“I had a lot of fun with those guys. They were always up to no good, playing pranks and horsing around. Musically, they fit together very well. They were three dynamic and very different personalities. I don’t remember any tensions between them. Whatever problems they had came later in the decade, after I stopped working with them.
Keith Emerson is probably the most technically brilliant pianist in rock ‘n’ roll. I remember doing a song with him called Jeremy Bender [from Tarkus], and he wanted to get a honky tonk sound. There was a Steinway in Advision, and he triple-tracked his part. I slowed the tape down to get that slightly out-of-tune effect, and when I played everything back, it sounded like one guy playing one piano. That’s how spot-on his playing was – every note synced up.
“His organ sounds – my gosh! He’d come to the studio with three or four Leslies and all kinds of Marshall cabinets. He’d take up one entire wall with all of this stuff. It sounded incredible.
“Right around this time, Robert Moog invented the synthesizer. We had one of the first models in the studio. There was a lot of patching involved. At first, I was in charge of programming sounds for Keith. He’d be like, ‘Oh, that sounds good… Oh, I like that.’ Eventually, he perfected it himself and became a real wiz. The first synths weren’t polyphonic; you could only play one note at a time on them. So if you wanted a horn section, you could take up six or eight tracks to get it sounding big. That would be very time-consuming.
“Concepts and structured songs were a little more formed before they got in the studio; they were more together with material than Yes. There was a lot of experimentation with ELP. Songs could change quite a bit sometimes.
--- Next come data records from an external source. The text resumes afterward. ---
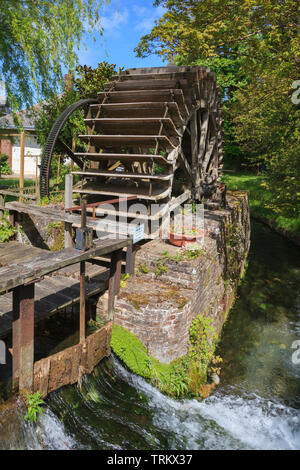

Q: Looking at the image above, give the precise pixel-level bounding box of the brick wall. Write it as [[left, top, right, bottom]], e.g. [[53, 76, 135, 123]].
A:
[[114, 191, 250, 363]]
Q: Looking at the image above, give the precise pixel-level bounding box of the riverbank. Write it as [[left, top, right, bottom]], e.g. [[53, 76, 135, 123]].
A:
[[222, 172, 300, 246]]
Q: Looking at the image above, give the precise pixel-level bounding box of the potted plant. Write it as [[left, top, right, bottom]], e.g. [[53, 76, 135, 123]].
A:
[[169, 225, 205, 247]]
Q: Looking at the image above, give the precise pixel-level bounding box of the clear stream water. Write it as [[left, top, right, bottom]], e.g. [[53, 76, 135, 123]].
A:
[[3, 221, 300, 450]]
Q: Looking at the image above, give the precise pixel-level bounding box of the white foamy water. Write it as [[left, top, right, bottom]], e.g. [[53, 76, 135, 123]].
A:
[[112, 358, 300, 450]]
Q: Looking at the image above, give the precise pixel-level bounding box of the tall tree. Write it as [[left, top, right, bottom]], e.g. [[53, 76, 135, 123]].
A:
[[0, 0, 106, 110], [136, 0, 300, 218]]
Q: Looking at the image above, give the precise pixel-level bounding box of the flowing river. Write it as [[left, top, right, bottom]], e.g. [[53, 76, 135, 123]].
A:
[[2, 220, 300, 450]]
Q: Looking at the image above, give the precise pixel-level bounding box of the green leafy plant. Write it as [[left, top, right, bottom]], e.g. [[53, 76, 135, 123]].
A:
[[120, 273, 130, 288], [24, 392, 45, 423], [0, 218, 16, 242], [137, 262, 150, 274], [0, 153, 11, 175]]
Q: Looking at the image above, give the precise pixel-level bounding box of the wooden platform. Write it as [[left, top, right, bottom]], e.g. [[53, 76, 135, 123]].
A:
[[0, 271, 108, 339], [0, 237, 128, 293], [0, 237, 130, 393]]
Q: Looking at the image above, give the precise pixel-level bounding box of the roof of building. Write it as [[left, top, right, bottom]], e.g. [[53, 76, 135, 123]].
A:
[[0, 105, 40, 132]]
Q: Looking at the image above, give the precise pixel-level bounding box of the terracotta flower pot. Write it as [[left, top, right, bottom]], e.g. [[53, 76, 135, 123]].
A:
[[169, 227, 205, 247]]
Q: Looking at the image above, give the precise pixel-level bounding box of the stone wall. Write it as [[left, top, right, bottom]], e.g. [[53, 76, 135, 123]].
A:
[[114, 191, 250, 363], [15, 204, 65, 251]]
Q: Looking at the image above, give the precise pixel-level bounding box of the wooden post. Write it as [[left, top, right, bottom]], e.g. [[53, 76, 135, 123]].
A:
[[12, 288, 21, 389], [19, 132, 25, 202], [190, 112, 200, 201], [80, 261, 86, 343], [64, 174, 73, 248], [35, 155, 39, 200], [125, 240, 137, 276], [108, 251, 118, 317], [13, 284, 35, 392], [9, 209, 16, 228], [114, 249, 123, 295]]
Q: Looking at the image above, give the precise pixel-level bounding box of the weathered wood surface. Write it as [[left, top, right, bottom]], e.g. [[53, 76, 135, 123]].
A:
[[72, 169, 172, 181], [74, 152, 172, 165], [0, 271, 109, 339], [33, 321, 112, 396], [78, 134, 176, 149], [0, 242, 45, 266], [5, 201, 142, 233], [0, 237, 129, 293]]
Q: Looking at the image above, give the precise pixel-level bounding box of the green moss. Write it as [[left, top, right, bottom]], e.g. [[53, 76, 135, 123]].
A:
[[111, 315, 222, 399], [125, 293, 149, 310], [46, 221, 64, 251], [111, 324, 175, 393]]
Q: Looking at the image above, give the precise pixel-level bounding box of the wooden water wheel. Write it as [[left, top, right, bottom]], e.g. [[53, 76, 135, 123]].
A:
[[40, 66, 224, 228]]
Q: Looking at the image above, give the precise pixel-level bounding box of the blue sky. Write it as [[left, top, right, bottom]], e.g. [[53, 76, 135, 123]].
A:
[[77, 0, 166, 70]]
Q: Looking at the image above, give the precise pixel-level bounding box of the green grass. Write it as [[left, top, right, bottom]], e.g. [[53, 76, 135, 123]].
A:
[[222, 171, 300, 235], [0, 177, 33, 188], [0, 177, 36, 204]]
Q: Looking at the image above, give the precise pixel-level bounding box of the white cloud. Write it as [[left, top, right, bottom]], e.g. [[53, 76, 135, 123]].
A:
[[100, 8, 129, 37], [133, 4, 167, 34]]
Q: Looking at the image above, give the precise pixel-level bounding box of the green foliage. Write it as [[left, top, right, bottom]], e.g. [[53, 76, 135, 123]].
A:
[[34, 62, 118, 150], [136, 0, 300, 226], [111, 324, 190, 397], [0, 153, 11, 175], [74, 63, 121, 97], [24, 392, 45, 424], [39, 193, 65, 206], [0, 0, 106, 111], [120, 273, 130, 288], [0, 218, 16, 242], [137, 262, 150, 274], [111, 315, 221, 398], [223, 172, 300, 235]]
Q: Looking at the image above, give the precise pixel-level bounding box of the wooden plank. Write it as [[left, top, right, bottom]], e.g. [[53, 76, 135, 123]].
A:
[[191, 112, 200, 200], [105, 79, 188, 91], [97, 89, 185, 102], [0, 237, 130, 294], [73, 182, 171, 201], [90, 102, 184, 127], [19, 132, 25, 202], [80, 261, 86, 343], [0, 275, 109, 339], [78, 134, 176, 150], [84, 117, 179, 136], [64, 174, 73, 249], [74, 152, 172, 165], [5, 201, 135, 235], [18, 283, 34, 392], [72, 169, 172, 181]]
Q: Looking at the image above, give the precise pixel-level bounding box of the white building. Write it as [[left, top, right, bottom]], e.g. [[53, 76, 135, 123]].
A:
[[0, 107, 42, 177]]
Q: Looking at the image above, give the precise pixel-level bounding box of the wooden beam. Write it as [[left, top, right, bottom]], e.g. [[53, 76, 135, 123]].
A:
[[64, 174, 73, 248], [114, 249, 123, 295], [178, 150, 193, 183], [190, 112, 200, 200], [19, 132, 25, 202], [80, 261, 86, 343], [108, 251, 117, 318], [12, 288, 21, 389], [14, 284, 35, 393]]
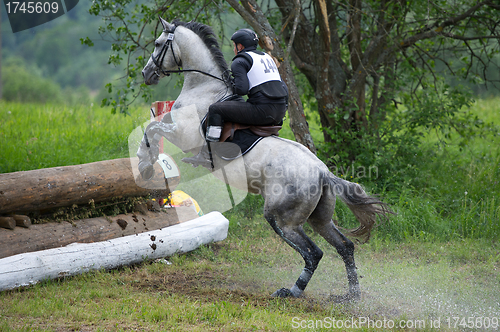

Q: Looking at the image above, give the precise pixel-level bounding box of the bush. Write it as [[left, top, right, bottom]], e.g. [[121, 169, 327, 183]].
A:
[[2, 58, 64, 103]]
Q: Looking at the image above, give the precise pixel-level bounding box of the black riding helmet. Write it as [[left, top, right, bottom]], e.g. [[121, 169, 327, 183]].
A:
[[231, 28, 259, 48]]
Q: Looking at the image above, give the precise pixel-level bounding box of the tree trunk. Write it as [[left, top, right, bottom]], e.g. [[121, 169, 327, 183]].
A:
[[0, 157, 180, 215], [280, 60, 316, 153]]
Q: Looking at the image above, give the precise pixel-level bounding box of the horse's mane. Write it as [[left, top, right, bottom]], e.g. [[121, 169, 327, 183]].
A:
[[173, 20, 231, 84]]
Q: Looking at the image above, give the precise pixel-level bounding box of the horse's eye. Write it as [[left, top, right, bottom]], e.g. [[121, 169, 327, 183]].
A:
[[155, 41, 161, 48]]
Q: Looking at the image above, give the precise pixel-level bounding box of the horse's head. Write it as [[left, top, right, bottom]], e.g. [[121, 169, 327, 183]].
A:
[[142, 18, 182, 85]]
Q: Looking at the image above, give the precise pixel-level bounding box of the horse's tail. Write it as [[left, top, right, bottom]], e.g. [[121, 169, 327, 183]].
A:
[[324, 172, 394, 243]]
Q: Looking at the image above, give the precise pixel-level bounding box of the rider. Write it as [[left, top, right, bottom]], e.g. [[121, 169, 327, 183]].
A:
[[182, 28, 288, 168]]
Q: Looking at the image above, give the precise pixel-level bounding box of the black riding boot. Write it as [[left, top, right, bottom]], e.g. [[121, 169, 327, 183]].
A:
[[182, 142, 214, 170]]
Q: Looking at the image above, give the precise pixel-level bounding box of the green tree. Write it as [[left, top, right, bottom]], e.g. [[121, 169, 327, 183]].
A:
[[233, 1, 499, 160], [3, 2, 118, 93], [83, 0, 233, 113], [84, 0, 316, 150], [85, 0, 500, 175]]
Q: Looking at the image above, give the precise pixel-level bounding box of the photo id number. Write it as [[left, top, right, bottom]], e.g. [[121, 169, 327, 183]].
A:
[[5, 1, 60, 14]]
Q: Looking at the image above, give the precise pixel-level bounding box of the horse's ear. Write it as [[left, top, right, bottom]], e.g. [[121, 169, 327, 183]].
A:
[[159, 17, 174, 32]]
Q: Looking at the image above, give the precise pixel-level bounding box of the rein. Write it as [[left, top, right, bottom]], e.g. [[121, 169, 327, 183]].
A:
[[151, 26, 227, 83]]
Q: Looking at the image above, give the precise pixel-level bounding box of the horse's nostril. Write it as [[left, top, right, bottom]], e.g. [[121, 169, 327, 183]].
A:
[[141, 70, 146, 78]]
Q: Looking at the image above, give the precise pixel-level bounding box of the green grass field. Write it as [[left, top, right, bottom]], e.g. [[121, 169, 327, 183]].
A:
[[0, 102, 150, 173], [0, 98, 499, 331]]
“On Tarkus is a song called Are You Ready, Eddy? Normally, before every take, Greg Lake would ask, ‘Are you ready, Eddy?’ And I would say, ‘Yeah, we're rolling.’ What I didn’t know was, they had secretly rehearsed this song, and they went straight into it, just as a joke. Later, they decided to put it on the record.
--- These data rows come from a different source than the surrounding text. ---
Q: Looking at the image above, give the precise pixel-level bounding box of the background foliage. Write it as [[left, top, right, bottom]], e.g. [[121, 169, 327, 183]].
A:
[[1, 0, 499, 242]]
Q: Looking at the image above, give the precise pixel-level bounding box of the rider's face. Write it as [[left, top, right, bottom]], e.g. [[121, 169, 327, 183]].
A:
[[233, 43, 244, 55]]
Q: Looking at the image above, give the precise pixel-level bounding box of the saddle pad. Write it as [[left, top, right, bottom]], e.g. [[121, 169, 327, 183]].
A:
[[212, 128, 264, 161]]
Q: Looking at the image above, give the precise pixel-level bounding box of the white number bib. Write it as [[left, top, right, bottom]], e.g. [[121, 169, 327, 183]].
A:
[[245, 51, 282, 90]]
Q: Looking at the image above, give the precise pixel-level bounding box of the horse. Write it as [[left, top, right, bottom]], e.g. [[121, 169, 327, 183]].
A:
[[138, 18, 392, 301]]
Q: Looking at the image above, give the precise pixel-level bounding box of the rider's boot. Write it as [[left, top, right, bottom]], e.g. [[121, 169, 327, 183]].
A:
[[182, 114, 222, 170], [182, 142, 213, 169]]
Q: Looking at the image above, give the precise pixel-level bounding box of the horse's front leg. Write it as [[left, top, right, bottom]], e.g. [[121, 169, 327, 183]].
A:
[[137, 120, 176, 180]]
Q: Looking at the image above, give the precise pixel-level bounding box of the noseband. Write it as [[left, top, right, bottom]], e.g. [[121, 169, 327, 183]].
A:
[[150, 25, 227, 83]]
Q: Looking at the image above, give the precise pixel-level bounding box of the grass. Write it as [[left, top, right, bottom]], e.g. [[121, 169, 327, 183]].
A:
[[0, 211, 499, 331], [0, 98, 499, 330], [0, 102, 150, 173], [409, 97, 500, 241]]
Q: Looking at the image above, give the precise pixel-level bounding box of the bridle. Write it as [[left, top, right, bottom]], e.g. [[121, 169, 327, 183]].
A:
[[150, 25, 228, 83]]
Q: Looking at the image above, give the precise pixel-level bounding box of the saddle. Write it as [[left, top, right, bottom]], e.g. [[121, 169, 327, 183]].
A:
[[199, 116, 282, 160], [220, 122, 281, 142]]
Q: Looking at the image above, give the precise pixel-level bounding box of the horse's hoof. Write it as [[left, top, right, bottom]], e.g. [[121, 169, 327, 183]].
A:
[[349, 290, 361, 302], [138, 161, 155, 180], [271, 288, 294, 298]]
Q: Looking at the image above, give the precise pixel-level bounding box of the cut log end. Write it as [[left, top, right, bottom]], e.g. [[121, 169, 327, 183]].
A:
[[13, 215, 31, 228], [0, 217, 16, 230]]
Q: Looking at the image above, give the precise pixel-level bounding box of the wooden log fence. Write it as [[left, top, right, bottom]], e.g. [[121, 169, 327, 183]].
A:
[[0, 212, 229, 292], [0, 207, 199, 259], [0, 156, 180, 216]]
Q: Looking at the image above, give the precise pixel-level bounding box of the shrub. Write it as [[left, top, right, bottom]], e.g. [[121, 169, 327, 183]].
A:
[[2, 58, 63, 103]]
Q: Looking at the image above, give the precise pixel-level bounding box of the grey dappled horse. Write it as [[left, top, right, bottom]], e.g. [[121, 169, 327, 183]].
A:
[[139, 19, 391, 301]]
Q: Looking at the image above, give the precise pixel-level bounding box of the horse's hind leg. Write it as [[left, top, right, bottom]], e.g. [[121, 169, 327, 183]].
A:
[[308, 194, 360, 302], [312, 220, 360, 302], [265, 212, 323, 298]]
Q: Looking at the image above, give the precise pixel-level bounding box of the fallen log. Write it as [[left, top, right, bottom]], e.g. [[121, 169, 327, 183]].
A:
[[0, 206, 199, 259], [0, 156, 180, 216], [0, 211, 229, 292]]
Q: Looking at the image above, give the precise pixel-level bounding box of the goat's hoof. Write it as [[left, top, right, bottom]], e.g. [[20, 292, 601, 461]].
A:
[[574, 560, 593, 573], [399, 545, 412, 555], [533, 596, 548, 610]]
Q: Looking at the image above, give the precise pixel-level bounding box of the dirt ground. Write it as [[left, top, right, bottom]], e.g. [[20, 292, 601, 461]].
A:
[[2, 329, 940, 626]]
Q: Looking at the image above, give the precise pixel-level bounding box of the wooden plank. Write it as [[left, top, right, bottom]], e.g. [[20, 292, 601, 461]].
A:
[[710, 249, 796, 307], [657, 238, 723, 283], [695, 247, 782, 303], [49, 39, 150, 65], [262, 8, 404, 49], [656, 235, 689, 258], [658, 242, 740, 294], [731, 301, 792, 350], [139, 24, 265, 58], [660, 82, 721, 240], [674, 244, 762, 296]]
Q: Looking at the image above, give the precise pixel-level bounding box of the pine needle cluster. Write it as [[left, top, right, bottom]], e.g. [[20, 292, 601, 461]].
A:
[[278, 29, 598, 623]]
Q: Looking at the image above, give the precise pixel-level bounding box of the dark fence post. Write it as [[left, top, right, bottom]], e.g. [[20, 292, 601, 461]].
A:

“There was a very old cockney woman who worked for Advision Studios; she would make sandwiches for us. The band loved to ask her what there was to eat. Her reply was always the same: ‘We've only got 'am or cheese.’ We recorded her and put her on the end of the track.”
Albums engineered are Emerson, Lake & Palmer (1970), Tarkus (1971), Pictures At An Exhibition (1971) and Trilogy (1972).